Our main project nowadays is a microservice-infrastructured system. Being microservice based, we automatically thought the best way to manage its code is in different repos. Cross project libraries were consumed using Nuget packaging. Everything works automatically, we have CI pipelines for the Nuget packages, for integration deployment and testing and we even have a template to start with a new microservice.
Everything was working well.
Two changes arised that needed our attention:
- We decided to change all the microservices to work under Docker.
- We decided to change all logs to JSON format.
These both changes are an example for cross-repo changes that touch the lower level of infrastructure and not the service logic itself. We would want to make each change in one branch and we would want to have the ability to revert all the changes in “one-click”. This is a symptom of the multi-repo drawbacks, and this is the topic for today.
Multi-Repo vs Mono-Repo
Let’s start with terminology; Multi-Repo is when you have a different code repository for each package/project/library (we’ll call it “unit”). Each repository is self managed, has its own branches, commits, branch-policies and more. Mono-Repo is when you have one code repository for all your units that are related in some way. Might be a business relationship, same system or any other connection.
Important: Don’t confuse Mono-Repo as Mono-Solution. I’m not talking of having all the code in one solution, that’s a bad approach in my opinion. A Mono-Repo will have, in its root directory, a folder for each project. It can also contain metadata information such as a .gitignore file.
Let’s see the difference between the two approaches in different aspects
Where is the code?
When using Mono-Repo approach and a new employee enters the team, he will clone one repository and will be able to see the whole system. If you were using the Multi-Repo approach, the new employee would need to first learn where all the repositories are and then start cloning them one by one.
When using the Mono-Repo approach, all references are in-place and one can use IDE shortcuts to travel across the logic without caring for the infrastructure.
When using a multi-repo approach, shared libraries need to be shared using a package manager (nuget, npm, pip and such). This adds another layer of CI/CD to publish the packages to a common Packages Repository and then you’ll need to update those packages in all the clients.
Whereas in a mono-repo approach, those libraries are just a directory away and can be imported directly. This not only helps with integration, but also helps debugging and sharing communication between the developers.
Cross unit changes
Let’s say you need to make a cross service change. For any reason you might think about (look at the two reasons we found above). Would you rather have your team wasting time making a branch for each repo, making the change (as small as it is) and then creating dozens or even hundreds of PRs? This has two drawbacks: First, you’ll need to use a few developers instead of only one. Moving from repo to repo we’ll be difficult for one developer. Secondly, and more importantly, there is no “one-click-rollback” for all the changes.
Let’s say the change was moving all logs to JSON format.That’s pretty straight forward in some languages. But what if we forgot to set up the encoding? Then I’ll need to go back to each and every PR and update it.
When using a Mono-Repo, you’ll have a single branch opened for these changes and everything will be managed there.
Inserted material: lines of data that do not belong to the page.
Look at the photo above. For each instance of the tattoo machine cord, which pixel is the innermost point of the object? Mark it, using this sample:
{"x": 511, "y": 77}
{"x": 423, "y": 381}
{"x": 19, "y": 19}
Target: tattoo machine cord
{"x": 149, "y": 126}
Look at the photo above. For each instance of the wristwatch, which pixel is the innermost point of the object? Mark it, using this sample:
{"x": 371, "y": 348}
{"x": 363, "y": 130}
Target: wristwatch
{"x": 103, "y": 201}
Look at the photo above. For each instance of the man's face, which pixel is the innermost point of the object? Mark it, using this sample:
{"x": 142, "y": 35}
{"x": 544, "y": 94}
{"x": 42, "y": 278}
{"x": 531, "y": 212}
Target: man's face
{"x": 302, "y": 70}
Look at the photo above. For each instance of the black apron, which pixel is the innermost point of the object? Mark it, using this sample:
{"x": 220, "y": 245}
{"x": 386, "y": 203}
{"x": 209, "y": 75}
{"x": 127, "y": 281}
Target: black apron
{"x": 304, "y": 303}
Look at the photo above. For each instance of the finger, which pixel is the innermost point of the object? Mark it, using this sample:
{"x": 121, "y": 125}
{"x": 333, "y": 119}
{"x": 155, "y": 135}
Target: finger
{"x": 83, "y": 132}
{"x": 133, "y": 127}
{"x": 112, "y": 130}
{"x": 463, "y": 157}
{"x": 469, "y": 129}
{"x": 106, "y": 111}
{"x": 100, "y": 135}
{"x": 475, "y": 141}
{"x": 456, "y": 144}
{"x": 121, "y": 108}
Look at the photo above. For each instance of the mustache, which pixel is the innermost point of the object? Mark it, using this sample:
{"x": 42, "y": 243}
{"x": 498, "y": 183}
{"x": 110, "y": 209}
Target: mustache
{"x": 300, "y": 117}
When using the Multi-Repo approach, each repository is relatively small. It contains exactly what that unit needs. No need to clone the whole system to make a small change in one unit.
But, if using the Mono-Repo approach, each clone will bring all the changes in all the units. If you have many changes daily or have been on a vacation for a week, this can be pretty slow.
CI should be taken into account
In one project I’ve moved from Multi-Repo to Mono-Repo, I’ve created a simple script that travels between all the directories (each one representing a unit) and runs the Docker Build script for that unit. This way, I have, in a very simple and fast approach, a CI pipeline. Each Dockerfile for each unit is specifically written for that unit (.Net Core vs Python vs NodeJs), runs the unit’s tests and builds and pushes the image.
When working under the Multi-Repo approach, this process changes. We can argue which approach is easiest to implement and I don’t have a clear answer but, this is an important topic that needs to be evaluated before thinking of moving from one approach to another.
Another question is how to version the units. All at once? Each unit with its version? This depends on the type of the system, your CI/CD infrastructure and more.. I can’t think of an ultimate better way, but I find this a very important aspect of the difference between the two approaches.
What is better? Both and Neither. It depends on your system, your developers and your company. For us, handling Multi-Repo for one project isn’t the best approach and we are in the midst of converting the Multi-Repo to a Mono-Repo. We are using this manual which talks about merging git repositories and saving all the repos history. I do recommend to merge all inner branches to the Master before starting, declare a code freeze and spend a day or two merging the branches, changing the pipelines and running tests. Obviously, don’t remove the original repositories until everything is OK!